224 - Attenuation of Lung Fibrosis by Multifield Fractionated Rasterscanning FLASH Carbon Ion Radiotherapy
Presenter(s)

M. Moustafa1,2, M. Akbarpour1,2, H. Hassan1,2, J. Furkel1,2, M. Knoll1,2, S. Brons3, J. Verrelle4, C. A. Assenmacher4, E. Radaelli4, J. Debus1,2, and A. Abdollahi1,2; 1Clinical Cooperation Unit Translational Radiation Oncology, National Center for Tumor Diseases (NCT), Heidelberg University Hospital (UKHD) and German Cancer Research Center (DKFZ), Heidelberg, Germany, 2Division of Molecular and Translational Radiation Oncology, Department of Radiation Oncology, Heidelberg Faculty of Medicine (MFHD), Heidelberg University Hospital (UKHD) and Heidelberg Ion-Beam Therapy Center (HIT), Heidelberg, Germany, 3Heidelberg Ion-Beam Therapy Center (HIT), Department of Radiation Oncology, Heidelberg University Hospital (UKHD), Heidelberg, Germany, 4Comparative Pathology Core (CPC), Department of Pathobiology, School of Veterinary Medicine, University of Pennsylvania, Philadelphia, PA
Purpose/Objective(s): Lateral scattering of light particles like protons limits multifield FLASH irradiation. Moreover, the impact of fractionation on FLASH sparing effect remains elusive. Here we aimed to overcome these hurdles by utilizing the unique biophysical characteristics of carbon ion radiotherapy (CIRT) and radiation induced lung fibrosis (RILF) as a paradigmatic endpoint for FLASH sparing.
Materials/Methods: Whole thoracic irradiation (WTI) of C57BL/6 mice with standard dose rate (SDR, 0.2 Gy/s) and ultra-high dose rate (FLASH, 60 Gy/s) rasterscanning CIRT was conducted at Heidelberg Ion-Beam Therapy Center (HIT). Clockwise irradiation of whole thorax was performed in 4sec (interspill) intervals using four fields (81 spots each in ~170 msec each) at the plateau region (LET ~15 keV/µm). Three fractions in consecutive days with 7.5Gy and 10Gy WTI was prescribed. The degree of RILF was quantitatively assessed by computed tomography (CT) 20 weeks after CIRT using mean lung density (LD) and volume (LV) as well as a well-established radiomics feature (the fibrosis index, FI) as surrogates. Radiological features were correlated with blood gas and clinical chemistry parameters (ipH, BE, HCO3, SvO2% and PCO2) and detailed quantitative histopathological examination (lung architecture, ECM deposition and macrophage influx/polarization). Gene expression changes were analyzed by bulk RNA sequencing (RNA-seq). Transcriptome analysis was further detailed at single cell resolution (scRNAseq, 10x) using single cell suspensions from irradiated lungs and age-matched reference lungs.

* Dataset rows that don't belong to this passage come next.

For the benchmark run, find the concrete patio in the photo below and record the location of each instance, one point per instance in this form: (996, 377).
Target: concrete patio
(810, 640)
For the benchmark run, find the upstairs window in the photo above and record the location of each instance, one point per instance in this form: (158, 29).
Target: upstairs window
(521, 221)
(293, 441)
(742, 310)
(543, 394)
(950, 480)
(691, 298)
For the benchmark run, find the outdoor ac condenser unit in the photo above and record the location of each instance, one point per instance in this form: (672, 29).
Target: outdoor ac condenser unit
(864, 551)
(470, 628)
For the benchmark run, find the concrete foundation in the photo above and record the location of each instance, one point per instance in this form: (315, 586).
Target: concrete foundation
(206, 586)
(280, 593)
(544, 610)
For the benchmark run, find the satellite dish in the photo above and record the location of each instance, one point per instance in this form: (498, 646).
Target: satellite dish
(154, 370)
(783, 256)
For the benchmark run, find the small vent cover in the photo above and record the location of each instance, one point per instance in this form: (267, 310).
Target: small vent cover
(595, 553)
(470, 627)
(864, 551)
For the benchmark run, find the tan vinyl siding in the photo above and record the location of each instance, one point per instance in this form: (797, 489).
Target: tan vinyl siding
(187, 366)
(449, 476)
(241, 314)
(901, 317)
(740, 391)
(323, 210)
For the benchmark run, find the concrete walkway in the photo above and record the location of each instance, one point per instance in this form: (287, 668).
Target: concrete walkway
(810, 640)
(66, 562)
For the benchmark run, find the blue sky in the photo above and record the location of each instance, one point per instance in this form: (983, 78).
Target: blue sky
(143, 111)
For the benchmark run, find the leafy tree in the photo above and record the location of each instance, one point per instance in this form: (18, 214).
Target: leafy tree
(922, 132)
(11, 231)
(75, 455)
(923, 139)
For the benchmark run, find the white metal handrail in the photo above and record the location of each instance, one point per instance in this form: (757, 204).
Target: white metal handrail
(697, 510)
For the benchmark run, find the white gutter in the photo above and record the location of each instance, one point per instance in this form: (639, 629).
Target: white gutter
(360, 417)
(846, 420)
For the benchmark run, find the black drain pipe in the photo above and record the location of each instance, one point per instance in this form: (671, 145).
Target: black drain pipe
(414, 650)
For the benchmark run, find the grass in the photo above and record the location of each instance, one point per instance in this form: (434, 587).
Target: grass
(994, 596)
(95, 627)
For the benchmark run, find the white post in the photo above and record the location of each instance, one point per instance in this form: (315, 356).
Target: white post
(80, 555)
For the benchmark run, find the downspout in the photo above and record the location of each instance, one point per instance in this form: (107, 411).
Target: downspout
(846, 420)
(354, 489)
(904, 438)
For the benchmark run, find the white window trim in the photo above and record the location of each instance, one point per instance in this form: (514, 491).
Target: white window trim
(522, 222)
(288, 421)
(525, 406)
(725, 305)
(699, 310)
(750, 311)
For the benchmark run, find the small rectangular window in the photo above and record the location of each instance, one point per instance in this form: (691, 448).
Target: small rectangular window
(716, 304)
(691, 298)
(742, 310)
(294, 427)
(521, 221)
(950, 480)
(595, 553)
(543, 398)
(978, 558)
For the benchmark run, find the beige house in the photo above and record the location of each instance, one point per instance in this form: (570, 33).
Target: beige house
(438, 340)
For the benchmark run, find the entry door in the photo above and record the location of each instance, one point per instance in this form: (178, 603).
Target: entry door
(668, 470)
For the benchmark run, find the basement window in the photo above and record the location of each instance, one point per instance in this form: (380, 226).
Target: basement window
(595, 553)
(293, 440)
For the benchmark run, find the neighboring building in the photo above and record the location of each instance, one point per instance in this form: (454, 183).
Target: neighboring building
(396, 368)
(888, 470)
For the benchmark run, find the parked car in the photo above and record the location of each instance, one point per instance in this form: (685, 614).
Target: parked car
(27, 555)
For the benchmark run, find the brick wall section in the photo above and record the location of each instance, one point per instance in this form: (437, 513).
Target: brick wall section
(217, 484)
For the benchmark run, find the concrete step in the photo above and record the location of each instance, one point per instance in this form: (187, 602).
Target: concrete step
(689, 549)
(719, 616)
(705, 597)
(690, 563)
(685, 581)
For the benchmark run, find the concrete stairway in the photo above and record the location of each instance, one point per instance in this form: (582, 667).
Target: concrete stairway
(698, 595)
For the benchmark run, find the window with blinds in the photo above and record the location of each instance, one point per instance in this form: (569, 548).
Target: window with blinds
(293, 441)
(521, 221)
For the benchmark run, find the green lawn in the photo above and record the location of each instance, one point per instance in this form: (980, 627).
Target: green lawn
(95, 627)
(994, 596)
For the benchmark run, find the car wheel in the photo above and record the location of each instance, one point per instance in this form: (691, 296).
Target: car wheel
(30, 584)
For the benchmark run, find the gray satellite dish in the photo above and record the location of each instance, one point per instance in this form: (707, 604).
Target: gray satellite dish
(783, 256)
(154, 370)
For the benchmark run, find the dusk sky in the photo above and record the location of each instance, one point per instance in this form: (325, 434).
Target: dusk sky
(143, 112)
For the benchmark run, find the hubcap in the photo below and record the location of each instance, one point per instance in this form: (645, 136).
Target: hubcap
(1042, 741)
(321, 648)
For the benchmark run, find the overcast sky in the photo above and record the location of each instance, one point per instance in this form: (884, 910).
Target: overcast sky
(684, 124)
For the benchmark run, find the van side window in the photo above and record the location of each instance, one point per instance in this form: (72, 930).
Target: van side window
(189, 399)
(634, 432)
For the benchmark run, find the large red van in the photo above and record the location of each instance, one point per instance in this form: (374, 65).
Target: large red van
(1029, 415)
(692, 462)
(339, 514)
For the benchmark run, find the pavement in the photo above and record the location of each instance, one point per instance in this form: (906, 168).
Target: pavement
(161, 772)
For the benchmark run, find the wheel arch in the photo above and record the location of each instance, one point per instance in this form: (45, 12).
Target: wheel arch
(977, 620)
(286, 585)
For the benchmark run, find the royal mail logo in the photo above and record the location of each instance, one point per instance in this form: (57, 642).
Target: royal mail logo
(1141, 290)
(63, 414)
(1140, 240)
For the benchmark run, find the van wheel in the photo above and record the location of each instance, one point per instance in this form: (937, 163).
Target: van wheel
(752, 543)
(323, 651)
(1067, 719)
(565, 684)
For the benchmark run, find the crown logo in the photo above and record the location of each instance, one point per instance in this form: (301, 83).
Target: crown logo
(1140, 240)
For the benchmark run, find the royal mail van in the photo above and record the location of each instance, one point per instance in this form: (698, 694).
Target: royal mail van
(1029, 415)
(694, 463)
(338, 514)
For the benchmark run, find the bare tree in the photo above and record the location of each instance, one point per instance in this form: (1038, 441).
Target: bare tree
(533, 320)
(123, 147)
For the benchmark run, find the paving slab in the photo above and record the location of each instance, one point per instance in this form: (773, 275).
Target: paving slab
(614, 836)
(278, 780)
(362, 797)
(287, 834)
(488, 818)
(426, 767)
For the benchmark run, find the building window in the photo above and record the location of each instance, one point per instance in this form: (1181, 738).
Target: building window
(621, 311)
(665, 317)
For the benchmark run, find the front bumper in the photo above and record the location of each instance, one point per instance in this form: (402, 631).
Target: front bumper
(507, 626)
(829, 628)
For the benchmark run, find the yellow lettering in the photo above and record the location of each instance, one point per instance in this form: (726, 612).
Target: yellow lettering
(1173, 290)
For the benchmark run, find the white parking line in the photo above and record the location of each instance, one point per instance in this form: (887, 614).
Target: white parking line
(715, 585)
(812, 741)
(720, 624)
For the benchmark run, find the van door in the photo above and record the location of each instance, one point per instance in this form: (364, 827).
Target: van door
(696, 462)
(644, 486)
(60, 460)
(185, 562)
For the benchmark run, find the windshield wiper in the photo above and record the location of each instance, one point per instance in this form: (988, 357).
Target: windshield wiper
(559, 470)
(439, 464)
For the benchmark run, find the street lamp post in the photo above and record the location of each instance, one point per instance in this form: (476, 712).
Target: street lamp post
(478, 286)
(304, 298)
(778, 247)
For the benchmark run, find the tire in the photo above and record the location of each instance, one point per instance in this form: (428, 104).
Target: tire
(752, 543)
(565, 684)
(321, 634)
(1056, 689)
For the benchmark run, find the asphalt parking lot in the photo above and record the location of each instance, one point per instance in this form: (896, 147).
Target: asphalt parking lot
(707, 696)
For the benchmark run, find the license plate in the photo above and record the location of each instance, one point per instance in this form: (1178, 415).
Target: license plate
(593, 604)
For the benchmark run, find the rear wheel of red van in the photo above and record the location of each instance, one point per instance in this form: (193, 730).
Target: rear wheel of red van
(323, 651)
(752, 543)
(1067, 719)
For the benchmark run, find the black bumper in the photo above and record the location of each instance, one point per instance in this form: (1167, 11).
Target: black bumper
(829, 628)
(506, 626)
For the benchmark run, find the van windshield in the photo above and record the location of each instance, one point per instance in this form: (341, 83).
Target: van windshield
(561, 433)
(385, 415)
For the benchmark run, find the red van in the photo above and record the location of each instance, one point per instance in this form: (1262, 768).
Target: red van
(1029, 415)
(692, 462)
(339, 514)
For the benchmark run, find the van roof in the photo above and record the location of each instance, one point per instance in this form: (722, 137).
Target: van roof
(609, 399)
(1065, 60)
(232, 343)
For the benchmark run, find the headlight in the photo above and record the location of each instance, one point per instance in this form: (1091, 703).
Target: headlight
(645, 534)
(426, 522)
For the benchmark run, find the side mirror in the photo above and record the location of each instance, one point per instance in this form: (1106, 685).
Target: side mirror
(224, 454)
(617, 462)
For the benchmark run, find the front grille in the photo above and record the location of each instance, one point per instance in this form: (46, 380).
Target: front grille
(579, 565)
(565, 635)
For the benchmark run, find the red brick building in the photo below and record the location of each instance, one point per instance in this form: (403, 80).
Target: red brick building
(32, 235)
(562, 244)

Results: A significant decrease of the parenchymal LD, preserved LV and reduced FI was found after FLASH vs. SDR CIRT 20 weeks post irradiation for both dose levels (p< 0.05). These data correlated with clinical blood gas and chemistry as well as histopathological readouts. IHC examination showed less expression of TGFß, senescence AECII and AECI in FLASH irradiated lungs as compared with SDR. These data correlated with single cell transcriptome data indicating a reduction of M2-polarized lipofibroblasts (COME2ChiL population) in FLASH vs. SDR treated lungs.
Conclusion: This is to our knowledge the first report of FLASH sparing effect of multifield fractionated CIRT for the endpoint RILF as an important step towards clinical translation of this novel therapeutic modality.